Personally, I don't understand why people claim that Ubuntu is more "user-friendly".
I tried ubuntu for about a year before finally taking the dive into Debian (had used Fedora/RH for 8 years prior, but finally got tired of yum breaking stuff).
Stuff broke on Ubuntu (not as much as Fedora!), and I wasted time fixing it.
I installed Ubuntu for a few n00bs, friends who were tired of their virus/crash ridden XP, etc.
They all became frustrated, because, well, stuff broke, and they didn't know how to fix it.
Now, when my Mom got an old computer from a friend, a 400hmz PII with like 128mb ram, I installed Lenny on it for her.
It's run great ever since, without a single problem (time to go update her to Squeeze, though).
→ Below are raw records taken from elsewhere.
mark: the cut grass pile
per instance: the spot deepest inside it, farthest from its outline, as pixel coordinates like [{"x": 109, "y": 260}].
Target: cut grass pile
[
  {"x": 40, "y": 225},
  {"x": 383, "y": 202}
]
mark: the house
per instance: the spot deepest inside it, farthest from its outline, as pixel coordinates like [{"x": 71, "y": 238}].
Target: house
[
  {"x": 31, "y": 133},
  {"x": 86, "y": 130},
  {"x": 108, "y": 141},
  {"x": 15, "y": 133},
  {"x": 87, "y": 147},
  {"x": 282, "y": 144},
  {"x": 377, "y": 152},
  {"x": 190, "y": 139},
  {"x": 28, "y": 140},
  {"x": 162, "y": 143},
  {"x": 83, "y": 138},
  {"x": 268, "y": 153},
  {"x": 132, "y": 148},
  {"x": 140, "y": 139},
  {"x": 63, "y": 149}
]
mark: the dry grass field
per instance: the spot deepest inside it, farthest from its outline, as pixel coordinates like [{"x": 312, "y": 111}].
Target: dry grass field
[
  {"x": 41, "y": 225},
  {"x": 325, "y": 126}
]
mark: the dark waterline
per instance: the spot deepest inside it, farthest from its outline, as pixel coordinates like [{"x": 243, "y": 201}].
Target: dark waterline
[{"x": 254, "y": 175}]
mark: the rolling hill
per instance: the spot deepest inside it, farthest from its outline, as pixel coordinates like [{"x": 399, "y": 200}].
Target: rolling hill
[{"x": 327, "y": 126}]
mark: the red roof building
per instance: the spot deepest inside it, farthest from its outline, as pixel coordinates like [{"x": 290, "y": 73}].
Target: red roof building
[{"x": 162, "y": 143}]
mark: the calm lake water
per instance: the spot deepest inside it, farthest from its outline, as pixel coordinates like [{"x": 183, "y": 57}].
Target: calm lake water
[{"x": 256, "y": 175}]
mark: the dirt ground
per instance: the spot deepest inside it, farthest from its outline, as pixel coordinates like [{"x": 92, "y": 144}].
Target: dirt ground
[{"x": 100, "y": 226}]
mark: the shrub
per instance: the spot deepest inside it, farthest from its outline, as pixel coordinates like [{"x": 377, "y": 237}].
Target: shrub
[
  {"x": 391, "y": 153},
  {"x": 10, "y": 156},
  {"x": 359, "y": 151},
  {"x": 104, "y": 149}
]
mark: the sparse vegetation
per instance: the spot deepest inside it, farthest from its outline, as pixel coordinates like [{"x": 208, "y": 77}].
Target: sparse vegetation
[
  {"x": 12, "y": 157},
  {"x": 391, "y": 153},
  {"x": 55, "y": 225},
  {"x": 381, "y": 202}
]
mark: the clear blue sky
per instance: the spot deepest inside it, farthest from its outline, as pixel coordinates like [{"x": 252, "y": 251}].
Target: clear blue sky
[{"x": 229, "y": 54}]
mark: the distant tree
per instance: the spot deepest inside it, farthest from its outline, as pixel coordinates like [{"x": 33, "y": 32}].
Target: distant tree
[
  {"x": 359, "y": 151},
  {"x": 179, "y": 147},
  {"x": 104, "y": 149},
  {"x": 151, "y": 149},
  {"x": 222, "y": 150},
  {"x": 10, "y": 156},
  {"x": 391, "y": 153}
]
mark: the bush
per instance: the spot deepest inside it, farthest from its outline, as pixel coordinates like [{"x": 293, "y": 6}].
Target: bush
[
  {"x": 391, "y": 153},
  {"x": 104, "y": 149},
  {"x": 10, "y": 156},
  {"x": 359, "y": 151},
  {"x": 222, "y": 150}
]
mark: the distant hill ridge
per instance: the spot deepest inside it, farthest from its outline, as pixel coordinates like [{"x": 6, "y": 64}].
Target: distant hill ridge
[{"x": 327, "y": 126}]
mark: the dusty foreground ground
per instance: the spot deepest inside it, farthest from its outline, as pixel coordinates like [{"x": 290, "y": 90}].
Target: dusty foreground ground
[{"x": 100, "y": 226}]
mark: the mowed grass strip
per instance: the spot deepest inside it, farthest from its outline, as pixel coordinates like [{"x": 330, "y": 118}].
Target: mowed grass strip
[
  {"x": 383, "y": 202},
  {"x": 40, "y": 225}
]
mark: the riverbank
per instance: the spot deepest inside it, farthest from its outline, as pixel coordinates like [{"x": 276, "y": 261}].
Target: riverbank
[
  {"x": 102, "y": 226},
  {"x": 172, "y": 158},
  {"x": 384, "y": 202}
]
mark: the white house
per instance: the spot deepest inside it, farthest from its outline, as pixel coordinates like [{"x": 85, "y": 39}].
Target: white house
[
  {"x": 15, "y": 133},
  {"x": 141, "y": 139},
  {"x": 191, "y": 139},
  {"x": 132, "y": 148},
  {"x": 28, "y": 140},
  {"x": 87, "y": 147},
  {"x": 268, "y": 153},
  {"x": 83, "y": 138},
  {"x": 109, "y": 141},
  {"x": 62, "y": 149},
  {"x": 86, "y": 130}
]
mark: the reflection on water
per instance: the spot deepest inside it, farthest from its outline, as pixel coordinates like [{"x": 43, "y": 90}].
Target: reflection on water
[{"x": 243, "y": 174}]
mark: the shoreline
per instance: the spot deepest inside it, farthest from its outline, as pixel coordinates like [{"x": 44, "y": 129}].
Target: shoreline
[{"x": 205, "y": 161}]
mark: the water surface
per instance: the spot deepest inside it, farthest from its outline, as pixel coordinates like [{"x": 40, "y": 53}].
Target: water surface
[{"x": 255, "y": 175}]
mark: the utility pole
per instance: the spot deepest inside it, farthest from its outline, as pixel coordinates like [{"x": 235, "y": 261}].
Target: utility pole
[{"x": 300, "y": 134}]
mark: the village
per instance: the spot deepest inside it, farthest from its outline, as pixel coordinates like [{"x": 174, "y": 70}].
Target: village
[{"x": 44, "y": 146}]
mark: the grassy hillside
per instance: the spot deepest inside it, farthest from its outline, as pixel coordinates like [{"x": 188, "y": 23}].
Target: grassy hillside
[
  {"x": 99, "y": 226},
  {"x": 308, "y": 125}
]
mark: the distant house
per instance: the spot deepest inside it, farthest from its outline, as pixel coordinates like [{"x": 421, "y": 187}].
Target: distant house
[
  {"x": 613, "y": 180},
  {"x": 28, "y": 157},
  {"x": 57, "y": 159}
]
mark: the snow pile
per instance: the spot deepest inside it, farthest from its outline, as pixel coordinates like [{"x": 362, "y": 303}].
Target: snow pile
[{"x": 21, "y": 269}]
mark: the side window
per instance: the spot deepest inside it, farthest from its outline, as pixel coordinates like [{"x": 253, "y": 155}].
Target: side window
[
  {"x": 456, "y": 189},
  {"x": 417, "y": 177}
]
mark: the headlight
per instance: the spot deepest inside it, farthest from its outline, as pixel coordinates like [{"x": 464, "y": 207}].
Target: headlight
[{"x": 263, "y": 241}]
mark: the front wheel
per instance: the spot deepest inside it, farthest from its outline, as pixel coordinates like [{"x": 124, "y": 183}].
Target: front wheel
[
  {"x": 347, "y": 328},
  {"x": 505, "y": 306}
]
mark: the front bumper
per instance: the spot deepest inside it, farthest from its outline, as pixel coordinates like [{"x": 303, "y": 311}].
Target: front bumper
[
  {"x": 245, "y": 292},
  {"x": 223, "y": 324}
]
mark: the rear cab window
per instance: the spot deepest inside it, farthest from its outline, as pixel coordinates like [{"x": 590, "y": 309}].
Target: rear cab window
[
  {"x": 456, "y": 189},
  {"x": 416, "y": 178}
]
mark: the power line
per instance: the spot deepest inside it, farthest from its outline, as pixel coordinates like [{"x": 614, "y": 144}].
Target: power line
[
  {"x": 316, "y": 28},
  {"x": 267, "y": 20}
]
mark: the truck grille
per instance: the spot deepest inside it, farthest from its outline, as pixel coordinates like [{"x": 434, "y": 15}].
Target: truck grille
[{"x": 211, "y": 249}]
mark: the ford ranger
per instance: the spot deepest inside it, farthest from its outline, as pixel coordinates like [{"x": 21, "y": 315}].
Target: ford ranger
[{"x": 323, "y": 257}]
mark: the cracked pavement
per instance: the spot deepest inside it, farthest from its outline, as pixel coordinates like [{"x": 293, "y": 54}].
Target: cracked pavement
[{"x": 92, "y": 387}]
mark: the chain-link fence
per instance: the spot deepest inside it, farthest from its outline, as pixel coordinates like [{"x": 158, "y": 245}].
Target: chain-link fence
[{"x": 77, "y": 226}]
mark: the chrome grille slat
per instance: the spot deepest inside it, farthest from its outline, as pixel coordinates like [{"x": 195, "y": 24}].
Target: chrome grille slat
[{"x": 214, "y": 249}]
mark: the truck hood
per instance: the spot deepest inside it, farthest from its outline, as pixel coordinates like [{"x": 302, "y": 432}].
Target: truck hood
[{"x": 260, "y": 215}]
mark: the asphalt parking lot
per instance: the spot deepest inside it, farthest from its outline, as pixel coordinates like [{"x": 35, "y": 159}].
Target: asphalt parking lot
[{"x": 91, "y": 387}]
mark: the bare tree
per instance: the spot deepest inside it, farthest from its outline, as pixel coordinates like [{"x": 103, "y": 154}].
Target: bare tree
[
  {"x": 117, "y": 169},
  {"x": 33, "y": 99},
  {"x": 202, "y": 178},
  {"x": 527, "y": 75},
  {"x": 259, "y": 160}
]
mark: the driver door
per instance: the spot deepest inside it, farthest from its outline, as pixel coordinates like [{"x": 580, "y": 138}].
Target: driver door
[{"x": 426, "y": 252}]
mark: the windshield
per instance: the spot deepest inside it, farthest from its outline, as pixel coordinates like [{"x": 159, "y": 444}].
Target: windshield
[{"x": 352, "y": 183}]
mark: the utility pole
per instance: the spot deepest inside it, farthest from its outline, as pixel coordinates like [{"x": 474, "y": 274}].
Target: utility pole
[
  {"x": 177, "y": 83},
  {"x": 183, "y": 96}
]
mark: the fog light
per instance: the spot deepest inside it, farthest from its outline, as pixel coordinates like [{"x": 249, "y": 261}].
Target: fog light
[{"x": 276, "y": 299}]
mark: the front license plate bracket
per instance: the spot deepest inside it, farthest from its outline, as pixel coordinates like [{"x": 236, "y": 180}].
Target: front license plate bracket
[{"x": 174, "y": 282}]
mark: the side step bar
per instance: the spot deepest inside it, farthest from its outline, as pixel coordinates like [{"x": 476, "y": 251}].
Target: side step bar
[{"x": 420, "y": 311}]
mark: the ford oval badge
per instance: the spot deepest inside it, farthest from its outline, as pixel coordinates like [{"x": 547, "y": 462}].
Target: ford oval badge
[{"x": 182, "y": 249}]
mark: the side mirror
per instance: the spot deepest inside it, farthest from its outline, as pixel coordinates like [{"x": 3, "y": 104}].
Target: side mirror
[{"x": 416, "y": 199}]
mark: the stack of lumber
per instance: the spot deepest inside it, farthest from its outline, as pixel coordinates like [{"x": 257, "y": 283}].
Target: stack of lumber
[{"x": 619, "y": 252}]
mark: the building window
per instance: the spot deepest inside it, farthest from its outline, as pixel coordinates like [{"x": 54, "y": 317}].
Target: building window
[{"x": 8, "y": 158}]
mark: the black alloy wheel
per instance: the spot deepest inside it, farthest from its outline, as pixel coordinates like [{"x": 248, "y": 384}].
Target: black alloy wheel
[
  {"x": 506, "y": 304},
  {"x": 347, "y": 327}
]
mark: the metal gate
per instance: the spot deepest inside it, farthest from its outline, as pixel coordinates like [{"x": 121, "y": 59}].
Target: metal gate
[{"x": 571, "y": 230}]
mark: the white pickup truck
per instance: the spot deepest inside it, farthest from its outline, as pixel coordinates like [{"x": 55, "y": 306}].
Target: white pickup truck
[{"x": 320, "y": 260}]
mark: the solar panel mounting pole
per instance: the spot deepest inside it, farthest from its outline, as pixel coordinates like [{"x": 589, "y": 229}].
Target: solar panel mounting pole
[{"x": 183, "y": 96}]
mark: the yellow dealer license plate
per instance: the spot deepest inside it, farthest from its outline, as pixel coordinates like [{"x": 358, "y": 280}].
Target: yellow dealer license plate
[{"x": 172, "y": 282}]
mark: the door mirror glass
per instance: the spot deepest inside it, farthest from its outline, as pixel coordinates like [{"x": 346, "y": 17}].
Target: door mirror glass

I've been using Debian on all my desktops now for about 2 years, upgraded to Squeeze last weekend.
The most trivially easy, seamless upgrade ever. (can't be said of ubuntu's frantic release schedule, where every new silly snake release breaks more stuff).
Nothing ever breaks in Debian. I haven't had a single software problem since making the move, and I can't imagine ever moving away, now.
It's rock-solid, impregnable, and it just works.
I don't get what's supposedly so "user-friendly" about Ubuntu.
For one thing, I kind of agree with Tuomo Valkonen about "usability" anyway. Do what I want, only what I want, and stay out of the way.
Ubuntu makes too many decisions for the user, and not always good ones (usually tying a ton of bloat together in "metapackages" in such fashion that you can't remove some useless crap like, say , cowsay, or something, without removing your entire window manager).
Debian allows me to install what I need, precisely, no more no less.
And for n00bs, it doesn't break and cause problems.